A shim in time…
Ed resorts to lathe work to improve his Izh
I’ve owned a lathe and a milling machine for more than 10 years. I’ve very seldom used them and often wondered about selling them. But I’ve always concluded that if did, I’d instantly regret it. In Staff Car Sagas (PC, August 2022), I described how I unbunged the blocked oil pickup and crankshaft oilways of my 2003 Izh Oda – which had suffered repeated oil pressure failures. Previous work after importing the car in 2016 had ironed out rusty brake pipes, an uncooperative ignition advance unit and a host of minor niggles.
The only problem left to address was a clonking and grumbling sound from the rear axle. I expected to simply adjust the crownwheel setting to reduce excessive backlash between it and the pinion. However, the gears were perfectly adjusted and the noise stemmed from the differential itself. It had been insufficiently shimmed, allowing the sun wheels to cock themselves on the driveshaft splines and in the differential cage.
There was, luckily, no wear or damage. Surprisingly only a single, standard size of shim is listed in the parts manual, so maybe the wheels or cage had been incorrectly machined. They’d certainly been very roughly machined, leaving a fairly shonky surface. I approached two firms to make custom shims.
The first interrupted me to state a minimum charge of £150 + VAT. The other described a rather laborious process that would take at least three or four hours at £50/hour + VAT and then told me it didn’t want the job anyway. After some thought, I decided to buy some shim steel via ebay and make two packing washers to supplement the existing ones.
Getting a feel for it
Placing feeler blades behind the alreadyshimmed sun wheels, I measured the combined end float (which was 0.3mm, but should be zero) then ordered 0.1, 0.125 and 0.15mm steel to hopefully cover all bases. I marked out the shims using dividers and cut a square out of the steel using tailors’ scissors. This I stuck to a flat block of aluminium using double-sided tape. I placed this in a four-jaw chuck in the lathe, and centred the cutting tool on the centre dimple that was created by the dividers.
‘All in all, an interesting job, and I learned a thing or two along the way’
A quick spin later, I took the block and its precious cargo back inside, flooded it with thinners and used a kitchen knife to gently lift the steel off the aluminium substrate. The only thing that remained to do was to dress the slight burrs around the edges using a fine, diamond knife sharpener. The 0.15mm shims fitted, but they gave difficult, lumpy rotation of the sun wheels, which were now too tight against the teeth of the planets. Next I made a 0.125 set. This was slightly ‘clicky’ unless the suns were pressed firmly against their seats, whereupon rotation was almost perfectly smooth and silent. That would allow for the running-in of any remaining burrs, I thought.

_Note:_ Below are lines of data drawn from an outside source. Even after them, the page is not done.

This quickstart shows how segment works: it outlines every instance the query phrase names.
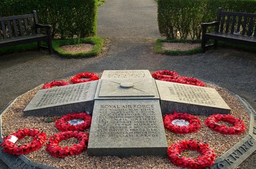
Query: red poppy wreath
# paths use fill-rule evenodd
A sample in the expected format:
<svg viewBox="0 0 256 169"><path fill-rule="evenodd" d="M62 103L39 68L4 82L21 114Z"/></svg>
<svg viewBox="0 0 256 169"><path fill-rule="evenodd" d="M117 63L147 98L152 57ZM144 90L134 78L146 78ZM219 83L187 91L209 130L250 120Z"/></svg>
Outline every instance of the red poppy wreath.
<svg viewBox="0 0 256 169"><path fill-rule="evenodd" d="M86 112L74 113L58 119L55 123L55 127L61 131L84 131L90 128L91 122L91 115Z"/></svg>
<svg viewBox="0 0 256 169"><path fill-rule="evenodd" d="M42 89L49 89L54 86L61 86L69 85L69 83L64 81L53 81L44 85Z"/></svg>
<svg viewBox="0 0 256 169"><path fill-rule="evenodd" d="M179 75L174 71L169 71L167 70L158 70L152 74L152 77L155 79L175 79L178 78Z"/></svg>
<svg viewBox="0 0 256 169"><path fill-rule="evenodd" d="M87 79L81 79L84 78ZM97 80L99 80L99 78L95 74L85 72L75 75L74 77L71 78L70 81L73 84L76 84Z"/></svg>
<svg viewBox="0 0 256 169"><path fill-rule="evenodd" d="M186 150L196 151L201 156L196 158L185 158L181 153ZM206 142L196 140L181 141L168 148L167 156L170 162L179 167L188 168L202 168L212 165L216 154Z"/></svg>
<svg viewBox="0 0 256 169"><path fill-rule="evenodd" d="M160 79L159 80L175 83L182 83L197 86L205 87L205 84L201 81L194 78L180 77L177 79Z"/></svg>
<svg viewBox="0 0 256 169"><path fill-rule="evenodd" d="M227 127L217 123L221 121L230 123L233 126ZM221 134L238 135L245 131L243 120L230 114L216 114L210 115L205 120L204 124L211 130Z"/></svg>
<svg viewBox="0 0 256 169"><path fill-rule="evenodd" d="M60 147L59 143L64 140L74 137L80 142L72 147ZM46 150L55 157L65 157L81 154L84 149L87 148L89 135L87 133L79 131L67 131L55 134L51 137L46 145Z"/></svg>
<svg viewBox="0 0 256 169"><path fill-rule="evenodd" d="M187 125L180 126L174 123L181 119L185 120L182 122L183 123L188 122L188 124ZM164 128L175 133L185 134L195 133L201 127L200 120L197 117L186 113L177 113L175 111L174 114L166 114L163 117L163 120Z"/></svg>
<svg viewBox="0 0 256 169"><path fill-rule="evenodd" d="M16 146L16 141L24 138L25 136L34 137L33 141L29 143ZM10 134L4 137L1 146L4 152L13 155L22 155L29 154L32 152L38 150L47 141L46 133L42 131L33 129L19 129L17 132Z"/></svg>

I reassembled the differential cage, bolted on the crownwheel and inserted it into the axle. The axle is a mix ‘n’ match of Volga, Lada and Moskvich designs and the differential cage is fixed directly to the axle casing. Thus, the crownwheel-pinion mesh has to be adjusted on the car, not on the bench. The technique, after loosely tightening the bearing caps, is to screw in the left-hand bearing stop to give a backlash of 0.07 to 0.10mm. Then you force it back the other way with the right-hand stop to give a slight preload to the bearings, stopping when the correct backlash of 0.15mm is achieved. The bearing caps are then torqued-up and the backlash rechecked.
I filled it with oil and took the Izh for a test drive. The clonking was gone, but an obstinate grumble remained when driving under load at higher speeds. Confident that the axle was (probably) not to blame, I changed the propshaft joints. These are the same as those on the Moskvich 412, spares of which I already had in the Museum. There it was: an arm of one joint, despite plenty of grease, had a corrugated bearing surface.
All in all, an interesting job – and I learned a thing or two along the way. The Izh has covered about 3000 relatively mellifluous miles since and I’m pleased to report that it hasn’t given a moment’s bother. And the lathe paid for itself twice over. Onwards and upwards!